Couldn’t Amazon just start poaching FedEx’s 3rd party companies in large
markets?

------
anm89
This would essentially be begging for antitrust regulation if for no other
reason than the optics.

Never going to happen.

------
drivingmenuts
Oh hell no. I don’t use ground mail anymore unless I have to because my
mailbox gets stuffed with advertisements. Amazon takes over and that will be
unavoidable.

If the USPS allowed us to accept 1st-class mail only, I might be OK with it.
They bullied the mail-filtering services out of existence, so I don’t even
have any other options.

------
tomohawk
> Amazon is a company of big thinkers.

And yet, they can't seem to avoid being a fence for fake products.

------
mnm1
What a horrible idea, privatizing USPS, especially if it's sold to Amazon.
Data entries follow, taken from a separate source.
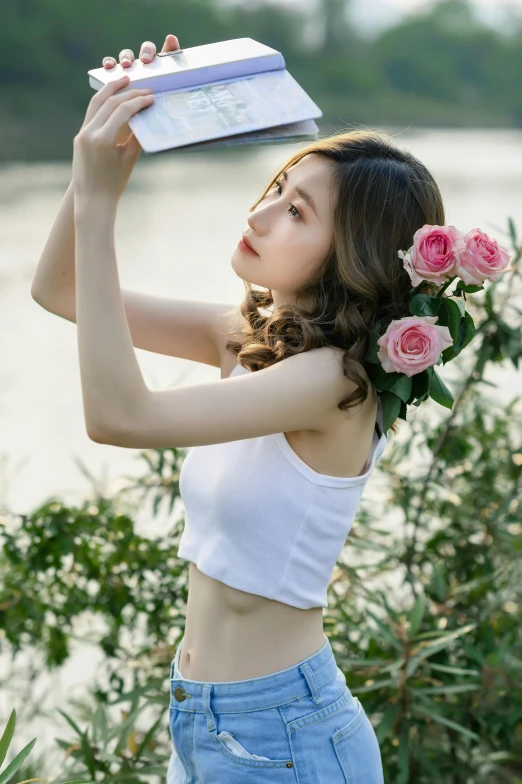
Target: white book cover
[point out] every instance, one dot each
(198, 106)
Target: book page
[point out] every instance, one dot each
(219, 109)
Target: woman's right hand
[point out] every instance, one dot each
(147, 55)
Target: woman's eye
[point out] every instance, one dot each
(293, 210)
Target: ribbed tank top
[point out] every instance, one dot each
(259, 519)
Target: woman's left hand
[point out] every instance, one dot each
(101, 166)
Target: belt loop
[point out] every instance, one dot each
(309, 676)
(211, 722)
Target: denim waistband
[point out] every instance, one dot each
(305, 678)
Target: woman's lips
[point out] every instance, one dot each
(242, 245)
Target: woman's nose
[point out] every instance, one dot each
(257, 221)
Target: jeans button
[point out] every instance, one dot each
(180, 694)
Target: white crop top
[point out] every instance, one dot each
(259, 519)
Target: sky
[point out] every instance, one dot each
(370, 16)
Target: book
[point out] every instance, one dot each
(229, 92)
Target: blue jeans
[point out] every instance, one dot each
(301, 725)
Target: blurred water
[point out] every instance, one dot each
(177, 227)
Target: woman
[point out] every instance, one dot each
(281, 452)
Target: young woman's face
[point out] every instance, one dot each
(291, 235)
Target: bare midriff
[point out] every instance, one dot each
(231, 635)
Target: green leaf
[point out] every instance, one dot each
(374, 686)
(420, 386)
(456, 689)
(403, 755)
(417, 614)
(385, 631)
(424, 305)
(7, 737)
(452, 670)
(100, 725)
(443, 641)
(17, 762)
(386, 724)
(402, 387)
(512, 232)
(440, 392)
(71, 722)
(470, 288)
(449, 316)
(431, 714)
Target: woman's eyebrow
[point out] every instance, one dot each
(303, 194)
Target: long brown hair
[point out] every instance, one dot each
(383, 195)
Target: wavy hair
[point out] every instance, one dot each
(383, 194)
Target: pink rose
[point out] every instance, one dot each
(481, 258)
(433, 255)
(412, 344)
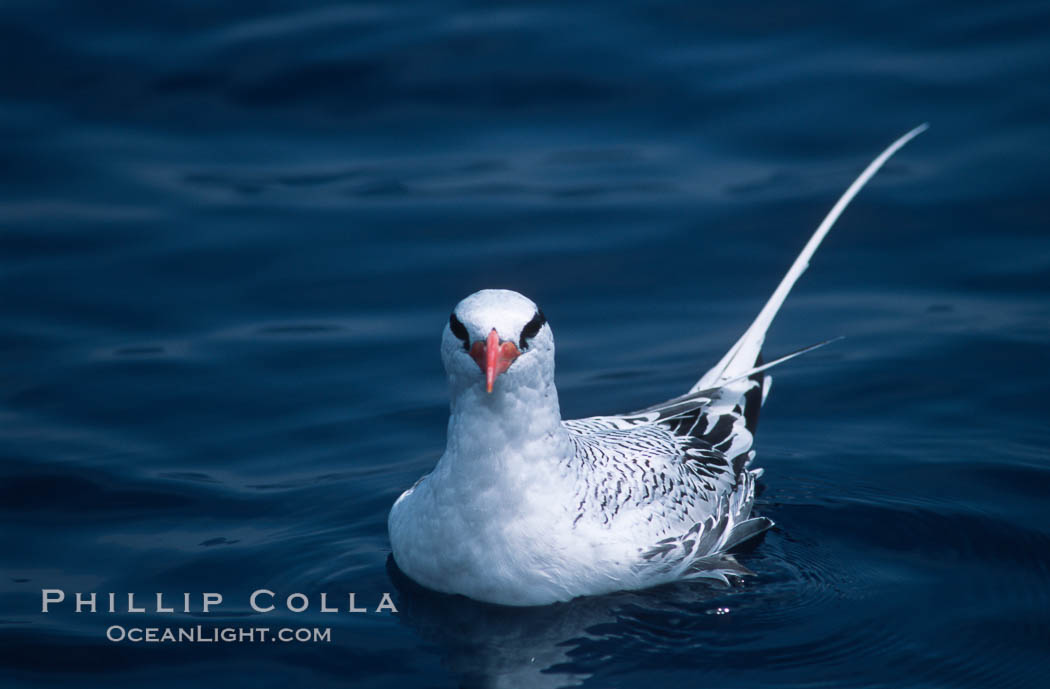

The
stupidity is incredible. We're going to sell this to Amazon and leave it up to
them to decide who gets and who doesn't get mail now? We're going to leave it
up to them to deliver all our packages when they've proven they are incapable
of delivering their own? This would essentially put us, at least some of us,
in the pre pony express days. The incredible stupidity of privatizing such
essential services is simply unbelievable.

------
aero-
If amazon was smart they would buy uber or lyft and leverage the last mile
free contractor network already in place.

------
ykevinator
Why do people write these sensational low effort pieces?

------
ksbakan
I guess Amazon can close the deal right after Trump finishes buying Greenland.